The experience of social equality is very different when you are a refugee, illegal or legal immigrant. The decisions you make are limited to the available choices. And the choices you have are limited to the social status within the hierarchy and the communicative pathways that are accessible.
As a refugee, my perspective was narrowed by securing the basic human needs. It is all about today. It’s like surviving from the sinking ship and floating in the lifeboat in the middle of the ocean. Knowing that you can’t go back. Not knowing how far is it to the nearest shore, if you’ll have enough strength to make it there and what that shore might bring. The only thought that goes beyond having food, shelter, and clothing is not being where you are.
As an illegal immigrant, my perspective was constrained by the paste of legal administrative procedures. It was a long, frustrating cycle of picking myself up after the negative replies, going back to square one, and starting all over again. In the meantime, the choices I had were limited to the options discarded by the legal residents.
As a legal immigrant, my perspective started to widen up. Although constrained by the heavy burden of the path taken, I was happy to see the end of the tunnel. It felt nice seeing the light again, feeling the warmth of weekends off, and making plans for months ahead. While living as a refugee and illegal immigrant my dream was to get to that highway. However, once the initial euphoria of moving forward was over, I’ve realized that the tunnel end was a tree line highway closed-loop heading from one tunnel to another. It was the life inside the hamster wheel limited to working to pay bills. And me driving in the slow line.
The funny thing was that although those in the fast line were way ahead of me, they, same as me, were still heading into a tunnel. From my slow lane, I got to see a very few shiny mansions on the hill above the tunnel. That’s when I realized that most will never get off the highway. I realized that the traffic was getting worse. There were more and more cars on the highway while there were fewer and shinier mansions on the hill. That’s when I understood that we are all paying a pay toll to those very few that collect the profit.
Unless more cars are exiting the highway, the traffic will jam into a giant crash sooner or later. With more and more cars coming from behind, there will be a total collapse.
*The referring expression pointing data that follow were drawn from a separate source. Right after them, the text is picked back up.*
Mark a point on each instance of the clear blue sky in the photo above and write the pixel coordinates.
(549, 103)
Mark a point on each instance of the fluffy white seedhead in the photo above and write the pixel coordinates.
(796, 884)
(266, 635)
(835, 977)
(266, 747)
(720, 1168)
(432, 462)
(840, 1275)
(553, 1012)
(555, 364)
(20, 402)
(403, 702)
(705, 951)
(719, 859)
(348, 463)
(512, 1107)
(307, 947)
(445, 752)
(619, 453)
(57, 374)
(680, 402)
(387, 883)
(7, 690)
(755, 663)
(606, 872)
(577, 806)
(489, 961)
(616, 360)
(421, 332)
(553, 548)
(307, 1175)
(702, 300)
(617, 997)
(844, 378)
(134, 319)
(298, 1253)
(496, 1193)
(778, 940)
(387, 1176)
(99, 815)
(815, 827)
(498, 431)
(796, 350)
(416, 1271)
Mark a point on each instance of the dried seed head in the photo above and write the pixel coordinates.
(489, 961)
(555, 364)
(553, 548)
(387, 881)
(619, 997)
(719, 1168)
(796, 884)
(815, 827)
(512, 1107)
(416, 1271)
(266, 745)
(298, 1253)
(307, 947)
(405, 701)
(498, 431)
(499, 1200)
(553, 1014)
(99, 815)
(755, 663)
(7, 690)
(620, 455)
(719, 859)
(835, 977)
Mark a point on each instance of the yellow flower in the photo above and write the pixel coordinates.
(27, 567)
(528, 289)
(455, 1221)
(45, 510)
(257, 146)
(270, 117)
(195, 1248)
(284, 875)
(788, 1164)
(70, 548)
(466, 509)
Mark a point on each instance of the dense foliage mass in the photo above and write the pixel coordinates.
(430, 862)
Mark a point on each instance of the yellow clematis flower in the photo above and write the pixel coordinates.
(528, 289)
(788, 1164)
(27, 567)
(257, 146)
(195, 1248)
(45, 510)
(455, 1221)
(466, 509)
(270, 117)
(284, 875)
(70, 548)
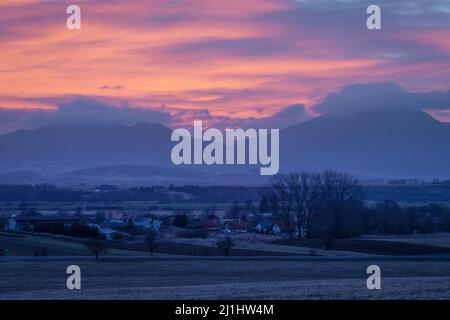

The only solution is to build more exits. These exits don’t need to lead to the shiny mansion private compounds. Most of us want decent living conditions of human dignity, healthy relations, and personal growth, where each one can pursue happiness through sense, purpose, and hope. Where each one can decide when and where to exit the highway.
Reducing inequalities is not about expanding the highway by adding more lanes. It is about reducing the traffic by adding more exits. It is about providing more choices within the shared goal of keeping the living conditions within sustainable boundaries. And for those choices to become universal our perspectives have to part from every human being starting from the highway with equal rights for all.